WASHINGTON (Reuters) – SK Battery America exposed employees at a U.S. battery plant to unsafe levels of nickel and other metals, and faces $75,000 in fines, the U.S. Labor Department said on Wednesday.

The department’s Occupational Safety and Health Administration (OSHA) cited SK Battery America with six serious violations, a subsidiary of SK Inc.

OSHA said the company had exposed employees “working with cobalt, nickel and manganese to respiratory hazards by failing to complete a workplace hazard assessment; ensure employees were given clean, disinfected and sanitary respirators; and store respirators properly.”

SK Battery America has challenged the findings before the independent Occupational Safety and Health Review Commission, the department said. The company did not immediately respond to a request for comment.
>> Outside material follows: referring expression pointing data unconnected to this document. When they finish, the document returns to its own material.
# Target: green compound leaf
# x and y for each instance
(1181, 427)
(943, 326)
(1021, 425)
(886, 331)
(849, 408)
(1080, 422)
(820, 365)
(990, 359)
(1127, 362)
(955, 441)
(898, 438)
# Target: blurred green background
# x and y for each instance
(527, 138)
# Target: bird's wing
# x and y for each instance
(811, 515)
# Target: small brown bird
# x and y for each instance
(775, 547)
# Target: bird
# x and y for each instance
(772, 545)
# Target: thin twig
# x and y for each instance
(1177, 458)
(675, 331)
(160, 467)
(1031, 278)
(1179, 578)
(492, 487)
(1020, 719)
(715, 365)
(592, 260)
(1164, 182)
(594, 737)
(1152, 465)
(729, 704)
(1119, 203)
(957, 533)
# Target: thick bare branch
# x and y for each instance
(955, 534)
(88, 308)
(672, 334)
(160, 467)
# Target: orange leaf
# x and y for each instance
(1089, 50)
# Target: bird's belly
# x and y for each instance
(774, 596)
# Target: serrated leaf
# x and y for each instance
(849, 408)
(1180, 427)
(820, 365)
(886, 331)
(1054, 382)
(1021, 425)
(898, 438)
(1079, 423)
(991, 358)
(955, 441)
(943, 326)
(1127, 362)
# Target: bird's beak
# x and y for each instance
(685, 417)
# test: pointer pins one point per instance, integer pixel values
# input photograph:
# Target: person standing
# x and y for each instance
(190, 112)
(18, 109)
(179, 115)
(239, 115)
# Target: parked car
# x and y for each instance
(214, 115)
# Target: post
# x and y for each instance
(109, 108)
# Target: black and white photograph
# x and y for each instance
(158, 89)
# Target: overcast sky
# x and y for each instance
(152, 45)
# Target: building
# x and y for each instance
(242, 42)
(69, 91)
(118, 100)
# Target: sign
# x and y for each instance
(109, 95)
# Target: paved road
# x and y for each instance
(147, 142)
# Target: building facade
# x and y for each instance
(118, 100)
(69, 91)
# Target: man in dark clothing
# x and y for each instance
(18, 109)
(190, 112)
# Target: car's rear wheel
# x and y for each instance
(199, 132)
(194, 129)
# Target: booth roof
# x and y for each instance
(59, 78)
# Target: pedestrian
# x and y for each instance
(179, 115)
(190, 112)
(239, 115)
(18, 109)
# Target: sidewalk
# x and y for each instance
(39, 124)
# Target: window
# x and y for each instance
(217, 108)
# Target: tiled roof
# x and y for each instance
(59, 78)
“The lithium battery industry has experienced unprecedented growth, and with that growth comes a heightened responsibility to ensure the safety of those at the forefront of innovation,” OSHA Area Office Director Joshua Turner in Atlanta-East said “SK Battery America Inc is well aware that materials used to produce lithium batteries can cause debilitating and permanent health issues.”

SK Battery America, which employs 3,100 people at its two battery manufacturing plants in Commerce, Georgia, is a subsidiary of SK On, a global EV battery manufacturer and part of SK Group is the second-largest conglomerate in South Korea.

SK Battery America has invested $2.6 billion in two lithium-ion battery manufacturing facilities in Georgia that started mass production in 2022 and supply batteries for Ford Motor F-150 Lightning and Volkswagen ID.4 EVs.

In October, OSHA proposed $270,000 in fines for a General Motors and LG Energy Solution joint venture EV battery plant in Ohio for safety and health violations.

Investigators examining the cause of a March explosion and fire at the Ultium Cells plant prompted the agency to issue 19 safety and health violations, 17 of them serious.